Silicon nitride bonded silicon carbide (NSiC) refractory materials are used in municipal waste treatment. In these applications, the materials undergo a destructive volume expansion caused by oxidation. Therefore, NSiC materials are being routinely tested for oxidation after manufacturing, using a long-term oxidation test. Testing is necessary because, based on material and pore characteristics in the as-manufactured state, the oxidation mechanism of NSiC and its kinetics cannot be predicted yet.

This study focussed on the determination of pore characteristics which influences the oxidation behaviour of NSiC. For the description of the oxidation behaviour the quality parameter of the oxidation test was changed from volume to mass gain. Hereby it was possible to describe the oxidation process from the beginning of the oxidation test. This new test routine allows to identify pore characteristics, which are responsible for the oxidation behaviour of the material.

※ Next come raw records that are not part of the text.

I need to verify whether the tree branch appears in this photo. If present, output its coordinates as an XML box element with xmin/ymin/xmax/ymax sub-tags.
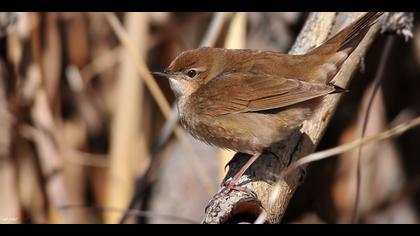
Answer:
<box><xmin>202</xmin><ymin>13</ymin><xmax>379</xmax><ymax>223</ymax></box>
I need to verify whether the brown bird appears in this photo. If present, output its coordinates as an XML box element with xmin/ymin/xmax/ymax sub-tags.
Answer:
<box><xmin>155</xmin><ymin>12</ymin><xmax>383</xmax><ymax>191</ymax></box>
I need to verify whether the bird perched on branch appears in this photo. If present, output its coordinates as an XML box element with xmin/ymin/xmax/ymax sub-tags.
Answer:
<box><xmin>155</xmin><ymin>12</ymin><xmax>383</xmax><ymax>191</ymax></box>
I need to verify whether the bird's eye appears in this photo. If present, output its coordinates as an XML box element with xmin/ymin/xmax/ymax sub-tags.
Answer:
<box><xmin>187</xmin><ymin>69</ymin><xmax>197</xmax><ymax>78</ymax></box>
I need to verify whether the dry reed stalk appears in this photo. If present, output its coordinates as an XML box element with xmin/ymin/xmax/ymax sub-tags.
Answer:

It was shown that the oxidation of high porosity material samples (open porosity ≈ 30 – 40 %) depends on the specific pore surface area of the material, while the oxidation in medium porosity material samples (open porosity ≈ 22 – 27 %) is dominated by the proportion of the pore fraction greater than 0.3 µm. These results indicate that the reaction kinetics switch from a reaction-controlled mechanism in high porosity materials to a diffusion-controlled mechanism in medium porosity materials. Thorough analysis of two more classes of NSiC materials (low porosity laboratory materials with an open porosity < 20 % and industrially manufactured materials) showed that the oxidation kinetics of the low porosity laboratory materials is also being dominated by the proportion of the pore fraction in the materials that is larger than 0.3 µm. This suggests a diffusion-controlled mechanism in low porosity laboratory materials.

Industrially manufactured materials show a broad range in chemical composition and pore characteristics. The chemical composition was found to have only a minor effect on the oxidation kinetics, whereas the pore characteristics are dominating on the oxidation kinetics. This indicates that the oxidation mechanism of industrially manufactured NSiC materials is mainly diffusion driven.